一般財団法人 日本気象協会/わが家の防災ナビ

NHK/ニュース・防災アプリ

災害時に役立つ政府公式SNS(Twitter)

東日本大震災直後、電話がつながりにくい状態が続いた際に、ソーシャルネットワークサービス(SNS)が情報伝達の手段として広く活用されました。

しかし、近年は誤情報やデマなどが拡散されてしまう場合もあります。災害時に役立つ手段としては政府公式のTwitterアカウントをフォローするなど公式の情報を活用するようにしましょう。

首相官邸(災害・危機管理情報)@Kantei_Saiga

首相官邸(被災者応援情報)@kantei_hisai

総務省消防庁@FDMA_JAPAN

防衛省@bouei_saigai

内閣府防災@CAO_BOUSAI

気象庁@JMA_kishou

災害には何よりも備えが必要!

今回は防災気象情報や避難情報の種類と、発令されたときに取るべき行動をご紹介しました。

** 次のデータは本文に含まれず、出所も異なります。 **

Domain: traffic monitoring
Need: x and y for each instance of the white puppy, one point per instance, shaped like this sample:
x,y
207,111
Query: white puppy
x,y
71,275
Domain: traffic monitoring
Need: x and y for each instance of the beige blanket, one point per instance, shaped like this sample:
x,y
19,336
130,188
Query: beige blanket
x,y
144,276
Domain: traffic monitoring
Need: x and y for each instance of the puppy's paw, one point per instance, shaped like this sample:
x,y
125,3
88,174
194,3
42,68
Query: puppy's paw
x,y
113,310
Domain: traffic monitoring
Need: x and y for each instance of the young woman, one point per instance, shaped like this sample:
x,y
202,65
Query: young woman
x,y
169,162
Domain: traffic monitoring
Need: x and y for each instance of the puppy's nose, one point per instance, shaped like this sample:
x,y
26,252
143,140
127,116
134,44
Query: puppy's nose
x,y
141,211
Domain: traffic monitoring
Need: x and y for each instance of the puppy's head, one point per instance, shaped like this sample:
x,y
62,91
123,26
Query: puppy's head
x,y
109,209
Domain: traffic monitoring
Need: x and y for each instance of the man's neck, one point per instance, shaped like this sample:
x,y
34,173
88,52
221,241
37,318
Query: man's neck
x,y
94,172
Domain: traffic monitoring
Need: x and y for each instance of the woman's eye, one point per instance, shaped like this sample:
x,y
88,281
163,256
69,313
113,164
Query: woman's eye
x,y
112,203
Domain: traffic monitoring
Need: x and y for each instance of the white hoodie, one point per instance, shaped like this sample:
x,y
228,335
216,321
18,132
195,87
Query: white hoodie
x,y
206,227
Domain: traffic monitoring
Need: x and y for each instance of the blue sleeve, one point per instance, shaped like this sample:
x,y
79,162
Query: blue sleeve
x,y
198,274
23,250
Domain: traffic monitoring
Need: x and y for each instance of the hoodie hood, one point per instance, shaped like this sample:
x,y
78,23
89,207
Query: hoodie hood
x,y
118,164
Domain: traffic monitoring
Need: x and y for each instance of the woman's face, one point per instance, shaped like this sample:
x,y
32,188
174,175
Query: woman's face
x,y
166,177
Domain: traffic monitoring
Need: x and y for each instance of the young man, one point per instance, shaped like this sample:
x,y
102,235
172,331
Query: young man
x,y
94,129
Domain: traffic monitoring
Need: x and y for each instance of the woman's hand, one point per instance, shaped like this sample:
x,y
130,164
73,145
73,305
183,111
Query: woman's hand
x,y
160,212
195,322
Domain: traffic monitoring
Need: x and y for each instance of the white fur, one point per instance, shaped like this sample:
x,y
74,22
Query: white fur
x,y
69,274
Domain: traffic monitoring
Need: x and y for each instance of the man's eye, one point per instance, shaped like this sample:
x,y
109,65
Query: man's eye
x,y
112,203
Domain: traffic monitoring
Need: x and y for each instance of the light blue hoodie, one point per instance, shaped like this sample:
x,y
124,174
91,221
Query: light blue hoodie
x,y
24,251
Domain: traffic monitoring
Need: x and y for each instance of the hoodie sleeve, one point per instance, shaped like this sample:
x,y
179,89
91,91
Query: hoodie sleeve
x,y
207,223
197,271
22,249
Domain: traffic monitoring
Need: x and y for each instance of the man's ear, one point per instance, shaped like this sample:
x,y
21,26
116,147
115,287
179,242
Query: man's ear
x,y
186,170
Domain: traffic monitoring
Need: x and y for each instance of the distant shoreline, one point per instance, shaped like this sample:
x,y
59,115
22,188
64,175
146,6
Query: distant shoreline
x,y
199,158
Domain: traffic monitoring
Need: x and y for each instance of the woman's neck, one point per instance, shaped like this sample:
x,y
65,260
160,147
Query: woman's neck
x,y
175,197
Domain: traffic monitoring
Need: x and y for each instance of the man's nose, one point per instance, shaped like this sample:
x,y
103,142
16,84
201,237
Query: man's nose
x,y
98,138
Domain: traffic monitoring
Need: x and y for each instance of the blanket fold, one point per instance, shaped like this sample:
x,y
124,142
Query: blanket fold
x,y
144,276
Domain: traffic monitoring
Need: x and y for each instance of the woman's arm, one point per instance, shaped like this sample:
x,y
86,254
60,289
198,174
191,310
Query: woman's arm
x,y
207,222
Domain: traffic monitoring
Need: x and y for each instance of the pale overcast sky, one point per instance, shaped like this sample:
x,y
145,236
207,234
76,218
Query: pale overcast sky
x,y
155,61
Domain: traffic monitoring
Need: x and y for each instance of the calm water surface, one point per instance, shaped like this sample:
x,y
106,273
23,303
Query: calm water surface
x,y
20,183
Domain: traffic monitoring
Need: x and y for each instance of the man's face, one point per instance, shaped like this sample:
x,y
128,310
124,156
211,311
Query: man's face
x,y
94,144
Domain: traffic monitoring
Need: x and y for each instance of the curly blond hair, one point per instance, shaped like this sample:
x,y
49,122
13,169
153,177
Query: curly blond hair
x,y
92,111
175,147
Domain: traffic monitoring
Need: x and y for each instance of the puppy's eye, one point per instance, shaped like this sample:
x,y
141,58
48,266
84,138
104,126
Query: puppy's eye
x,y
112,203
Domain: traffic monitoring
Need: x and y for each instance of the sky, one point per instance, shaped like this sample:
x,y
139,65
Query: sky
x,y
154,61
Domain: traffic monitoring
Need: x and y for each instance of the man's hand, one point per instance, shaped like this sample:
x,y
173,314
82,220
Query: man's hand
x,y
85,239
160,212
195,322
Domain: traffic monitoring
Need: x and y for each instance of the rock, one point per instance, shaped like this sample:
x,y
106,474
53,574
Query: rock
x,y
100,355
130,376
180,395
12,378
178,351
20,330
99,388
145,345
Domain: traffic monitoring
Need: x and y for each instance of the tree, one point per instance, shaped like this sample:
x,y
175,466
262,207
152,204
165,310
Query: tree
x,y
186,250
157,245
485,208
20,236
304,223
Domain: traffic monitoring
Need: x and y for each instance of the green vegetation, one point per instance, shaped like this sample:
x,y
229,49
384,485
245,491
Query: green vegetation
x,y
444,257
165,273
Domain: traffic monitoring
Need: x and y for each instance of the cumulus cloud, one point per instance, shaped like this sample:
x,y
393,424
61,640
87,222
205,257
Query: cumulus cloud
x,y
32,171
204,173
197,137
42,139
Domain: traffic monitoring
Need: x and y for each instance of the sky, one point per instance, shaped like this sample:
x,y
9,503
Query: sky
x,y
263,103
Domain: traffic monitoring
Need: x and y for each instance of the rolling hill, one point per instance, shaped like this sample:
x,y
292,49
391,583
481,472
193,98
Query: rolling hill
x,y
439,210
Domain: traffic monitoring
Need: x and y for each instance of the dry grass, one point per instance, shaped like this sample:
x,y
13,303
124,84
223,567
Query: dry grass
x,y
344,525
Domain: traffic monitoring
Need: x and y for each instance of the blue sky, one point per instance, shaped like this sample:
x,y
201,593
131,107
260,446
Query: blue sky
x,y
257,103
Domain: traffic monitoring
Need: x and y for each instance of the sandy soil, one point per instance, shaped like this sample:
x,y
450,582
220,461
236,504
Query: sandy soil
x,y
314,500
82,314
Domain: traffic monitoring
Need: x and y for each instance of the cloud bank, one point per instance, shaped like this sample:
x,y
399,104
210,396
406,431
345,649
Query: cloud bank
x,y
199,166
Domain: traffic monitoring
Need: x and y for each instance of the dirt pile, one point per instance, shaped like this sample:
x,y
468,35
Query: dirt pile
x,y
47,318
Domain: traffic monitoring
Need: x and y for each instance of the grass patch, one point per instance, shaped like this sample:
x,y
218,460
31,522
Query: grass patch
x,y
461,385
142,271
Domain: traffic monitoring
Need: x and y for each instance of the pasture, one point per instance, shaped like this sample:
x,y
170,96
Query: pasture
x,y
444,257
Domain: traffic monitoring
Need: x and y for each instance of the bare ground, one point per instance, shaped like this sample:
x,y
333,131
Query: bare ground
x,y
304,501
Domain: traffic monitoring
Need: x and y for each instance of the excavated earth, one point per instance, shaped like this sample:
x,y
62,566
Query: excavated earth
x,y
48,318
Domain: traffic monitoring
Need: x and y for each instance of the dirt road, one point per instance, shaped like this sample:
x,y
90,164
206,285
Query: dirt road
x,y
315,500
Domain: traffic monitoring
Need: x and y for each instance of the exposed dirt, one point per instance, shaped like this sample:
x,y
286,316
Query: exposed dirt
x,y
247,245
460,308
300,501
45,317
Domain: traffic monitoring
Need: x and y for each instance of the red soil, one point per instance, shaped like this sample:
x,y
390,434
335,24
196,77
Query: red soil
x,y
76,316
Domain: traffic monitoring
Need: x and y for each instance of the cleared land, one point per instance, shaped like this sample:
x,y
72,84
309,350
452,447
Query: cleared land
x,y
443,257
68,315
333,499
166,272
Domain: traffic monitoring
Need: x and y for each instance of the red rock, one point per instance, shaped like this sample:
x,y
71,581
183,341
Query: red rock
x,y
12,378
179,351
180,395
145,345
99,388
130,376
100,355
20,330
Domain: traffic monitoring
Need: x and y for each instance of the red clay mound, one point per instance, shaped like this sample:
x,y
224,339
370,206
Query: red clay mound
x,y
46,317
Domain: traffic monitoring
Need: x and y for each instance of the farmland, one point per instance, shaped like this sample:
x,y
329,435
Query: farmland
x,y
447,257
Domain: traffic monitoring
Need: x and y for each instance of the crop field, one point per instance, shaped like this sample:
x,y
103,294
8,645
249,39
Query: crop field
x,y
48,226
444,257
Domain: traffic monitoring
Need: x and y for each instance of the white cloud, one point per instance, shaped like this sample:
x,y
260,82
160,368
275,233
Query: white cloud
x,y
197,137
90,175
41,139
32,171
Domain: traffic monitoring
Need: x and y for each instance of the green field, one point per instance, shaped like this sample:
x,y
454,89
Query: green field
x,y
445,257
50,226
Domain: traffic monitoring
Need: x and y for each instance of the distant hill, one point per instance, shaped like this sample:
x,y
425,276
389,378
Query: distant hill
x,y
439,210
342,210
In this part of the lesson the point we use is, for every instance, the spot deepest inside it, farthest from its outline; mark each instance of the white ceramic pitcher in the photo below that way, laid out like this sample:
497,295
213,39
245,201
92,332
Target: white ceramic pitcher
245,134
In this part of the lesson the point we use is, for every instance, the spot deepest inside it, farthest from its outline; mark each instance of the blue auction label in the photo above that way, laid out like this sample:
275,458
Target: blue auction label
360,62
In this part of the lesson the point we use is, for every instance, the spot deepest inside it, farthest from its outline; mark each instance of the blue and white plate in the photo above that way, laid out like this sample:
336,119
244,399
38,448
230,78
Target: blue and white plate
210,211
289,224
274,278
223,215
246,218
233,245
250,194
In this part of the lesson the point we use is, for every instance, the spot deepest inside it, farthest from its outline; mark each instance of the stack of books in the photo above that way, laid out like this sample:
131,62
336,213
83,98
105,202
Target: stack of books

警報や注意報が発表されたときには不急不要の外出は避け、外出している人は天候が荒れる前に帰宅するように速やかな行動をしましょう。

また、市町村から発令される避難情報も他人事と考えず、早め早めの行動を起こすことが大切です。

慌てず行動に移すためにも、防災セットや非常食、ハザードマップの確認など、台風や大雨など万が一の災害に備えて日ごろからしっかり備えるようにしましょう。